8 декабря 1941 года, Япония напала на Америку без объявления войны.

9 декабря 1941 года

Мы дышим. Мы немного глубже дышим. Нами взят Тихвин. Может быть, отсюда начнется спасение Ленинграда.

13 декабря 1941 года

Под Москвой хорошо. Москва отбила от себя врага, но в Ленинграде все еще грозно.

Сегодня снаряды ложились по Кировскому.

Обстрел настиг нас при приближении к дому. Снаряд разорвался у нашей проходной будки, у ворот, как раз в ту минуту, когда мы, подъехав к главному подъезду, выходили из машины.

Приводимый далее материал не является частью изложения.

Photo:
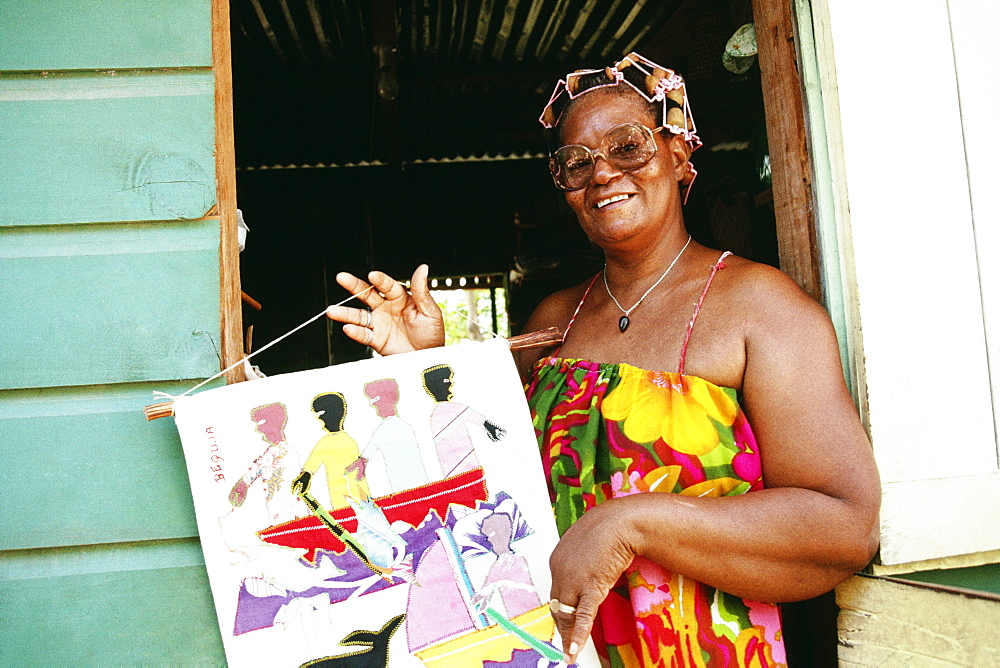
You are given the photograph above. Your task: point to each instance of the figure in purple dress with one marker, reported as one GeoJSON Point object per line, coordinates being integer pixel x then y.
{"type": "Point", "coordinates": [451, 423]}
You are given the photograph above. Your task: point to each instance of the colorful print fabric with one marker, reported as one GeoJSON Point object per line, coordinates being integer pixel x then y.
{"type": "Point", "coordinates": [609, 430]}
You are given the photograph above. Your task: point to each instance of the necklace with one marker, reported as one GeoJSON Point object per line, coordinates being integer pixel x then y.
{"type": "Point", "coordinates": [623, 321]}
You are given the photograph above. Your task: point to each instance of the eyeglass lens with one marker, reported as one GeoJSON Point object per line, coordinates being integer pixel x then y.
{"type": "Point", "coordinates": [626, 147]}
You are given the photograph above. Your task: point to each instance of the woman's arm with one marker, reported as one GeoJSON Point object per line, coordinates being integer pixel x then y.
{"type": "Point", "coordinates": [814, 525]}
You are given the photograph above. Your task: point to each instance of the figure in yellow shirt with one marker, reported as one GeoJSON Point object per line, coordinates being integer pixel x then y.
{"type": "Point", "coordinates": [338, 452]}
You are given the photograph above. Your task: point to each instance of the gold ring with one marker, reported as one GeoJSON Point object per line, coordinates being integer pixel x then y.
{"type": "Point", "coordinates": [555, 605]}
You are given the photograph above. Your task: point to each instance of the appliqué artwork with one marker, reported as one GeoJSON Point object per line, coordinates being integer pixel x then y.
{"type": "Point", "coordinates": [390, 512]}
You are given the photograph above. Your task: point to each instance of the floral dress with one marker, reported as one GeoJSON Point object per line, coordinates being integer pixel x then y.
{"type": "Point", "coordinates": [610, 430]}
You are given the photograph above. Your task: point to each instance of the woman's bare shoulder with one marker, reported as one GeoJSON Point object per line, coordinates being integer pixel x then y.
{"type": "Point", "coordinates": [764, 293]}
{"type": "Point", "coordinates": [556, 310]}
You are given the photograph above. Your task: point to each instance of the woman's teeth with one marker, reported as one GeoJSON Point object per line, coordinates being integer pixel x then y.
{"type": "Point", "coordinates": [617, 198]}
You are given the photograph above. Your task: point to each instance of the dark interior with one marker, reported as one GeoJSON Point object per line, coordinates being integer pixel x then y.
{"type": "Point", "coordinates": [385, 133]}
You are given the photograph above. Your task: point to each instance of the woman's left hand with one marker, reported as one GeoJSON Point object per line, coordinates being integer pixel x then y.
{"type": "Point", "coordinates": [585, 565]}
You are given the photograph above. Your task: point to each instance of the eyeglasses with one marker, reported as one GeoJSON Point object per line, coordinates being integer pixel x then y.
{"type": "Point", "coordinates": [626, 147]}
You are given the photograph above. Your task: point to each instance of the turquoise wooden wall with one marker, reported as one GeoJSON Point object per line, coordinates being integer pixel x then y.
{"type": "Point", "coordinates": [109, 289]}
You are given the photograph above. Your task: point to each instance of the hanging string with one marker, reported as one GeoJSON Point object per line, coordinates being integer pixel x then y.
{"type": "Point", "coordinates": [164, 395]}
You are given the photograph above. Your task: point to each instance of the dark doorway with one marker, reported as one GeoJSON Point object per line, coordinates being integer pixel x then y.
{"type": "Point", "coordinates": [382, 135]}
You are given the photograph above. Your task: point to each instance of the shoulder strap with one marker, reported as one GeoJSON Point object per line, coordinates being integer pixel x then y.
{"type": "Point", "coordinates": [569, 325]}
{"type": "Point", "coordinates": [719, 264]}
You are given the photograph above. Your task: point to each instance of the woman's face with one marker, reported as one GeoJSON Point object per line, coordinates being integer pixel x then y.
{"type": "Point", "coordinates": [618, 206]}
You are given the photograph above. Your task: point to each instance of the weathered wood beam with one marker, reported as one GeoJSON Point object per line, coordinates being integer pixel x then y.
{"type": "Point", "coordinates": [784, 113]}
{"type": "Point", "coordinates": [230, 301]}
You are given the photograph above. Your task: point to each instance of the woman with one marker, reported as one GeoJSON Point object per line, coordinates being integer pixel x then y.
{"type": "Point", "coordinates": [642, 396]}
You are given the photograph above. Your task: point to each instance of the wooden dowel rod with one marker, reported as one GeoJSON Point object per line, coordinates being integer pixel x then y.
{"type": "Point", "coordinates": [541, 338]}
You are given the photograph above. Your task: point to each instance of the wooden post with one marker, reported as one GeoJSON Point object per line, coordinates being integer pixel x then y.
{"type": "Point", "coordinates": [784, 114]}
{"type": "Point", "coordinates": [231, 316]}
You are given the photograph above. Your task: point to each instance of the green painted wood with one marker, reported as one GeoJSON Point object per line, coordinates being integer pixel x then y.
{"type": "Point", "coordinates": [51, 35]}
{"type": "Point", "coordinates": [106, 148]}
{"type": "Point", "coordinates": [980, 578]}
{"type": "Point", "coordinates": [85, 467]}
{"type": "Point", "coordinates": [93, 304]}
{"type": "Point", "coordinates": [143, 604]}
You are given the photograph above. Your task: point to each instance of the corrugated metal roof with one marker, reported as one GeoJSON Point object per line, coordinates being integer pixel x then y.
{"type": "Point", "coordinates": [458, 78]}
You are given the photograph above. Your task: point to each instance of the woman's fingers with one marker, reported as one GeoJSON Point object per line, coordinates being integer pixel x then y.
{"type": "Point", "coordinates": [421, 292]}
{"type": "Point", "coordinates": [351, 316]}
{"type": "Point", "coordinates": [583, 623]}
{"type": "Point", "coordinates": [575, 626]}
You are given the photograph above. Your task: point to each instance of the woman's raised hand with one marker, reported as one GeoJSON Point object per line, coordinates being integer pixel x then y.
{"type": "Point", "coordinates": [399, 321]}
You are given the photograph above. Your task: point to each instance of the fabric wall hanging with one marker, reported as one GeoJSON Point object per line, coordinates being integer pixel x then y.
{"type": "Point", "coordinates": [384, 512]}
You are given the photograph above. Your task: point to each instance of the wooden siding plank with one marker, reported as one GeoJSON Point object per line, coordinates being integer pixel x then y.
{"type": "Point", "coordinates": [46, 35]}
{"type": "Point", "coordinates": [84, 467]}
{"type": "Point", "coordinates": [929, 403]}
{"type": "Point", "coordinates": [108, 613]}
{"type": "Point", "coordinates": [786, 139]}
{"type": "Point", "coordinates": [929, 519]}
{"type": "Point", "coordinates": [108, 303]}
{"type": "Point", "coordinates": [974, 24]}
{"type": "Point", "coordinates": [88, 148]}
{"type": "Point", "coordinates": [885, 623]}
{"type": "Point", "coordinates": [230, 304]}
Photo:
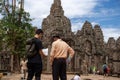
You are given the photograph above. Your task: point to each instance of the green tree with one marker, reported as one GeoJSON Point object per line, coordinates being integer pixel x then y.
{"type": "Point", "coordinates": [15, 29]}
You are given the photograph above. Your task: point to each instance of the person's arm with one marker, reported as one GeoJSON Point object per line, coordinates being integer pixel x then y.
{"type": "Point", "coordinates": [40, 47]}
{"type": "Point", "coordinates": [42, 53]}
{"type": "Point", "coordinates": [52, 53]}
{"type": "Point", "coordinates": [71, 52]}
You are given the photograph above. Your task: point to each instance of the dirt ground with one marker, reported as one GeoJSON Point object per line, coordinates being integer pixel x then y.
{"type": "Point", "coordinates": [49, 77]}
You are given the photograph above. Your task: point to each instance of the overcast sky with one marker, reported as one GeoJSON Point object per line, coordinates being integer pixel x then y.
{"type": "Point", "coordinates": [105, 13]}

Вся улица заволоклась пороховым, кислым каким-то дымом. У нас повреждена водопроводная магистраль и главный ввод в канализацию. Теперь мы без воды.

У проходной — большая обледенелая воронка. Мостовая покрыта льдом, ледяные языки тянутся далеко.

14 декабря 1941 года

Успех под Волховом.

21 декабря 1941 года

Вчера решили навестить Евгению Осиповну Р. — жива ли, жив ли муж? Это мои большие друзья.

Она заведует кафедрой педагогики в Герценовском институте. Теперь работает в тамошнем госпитале сестрой. Работает тяжко. А сама желтая, глаза погасли, седина волос сливается с мехом старенькой шапочки.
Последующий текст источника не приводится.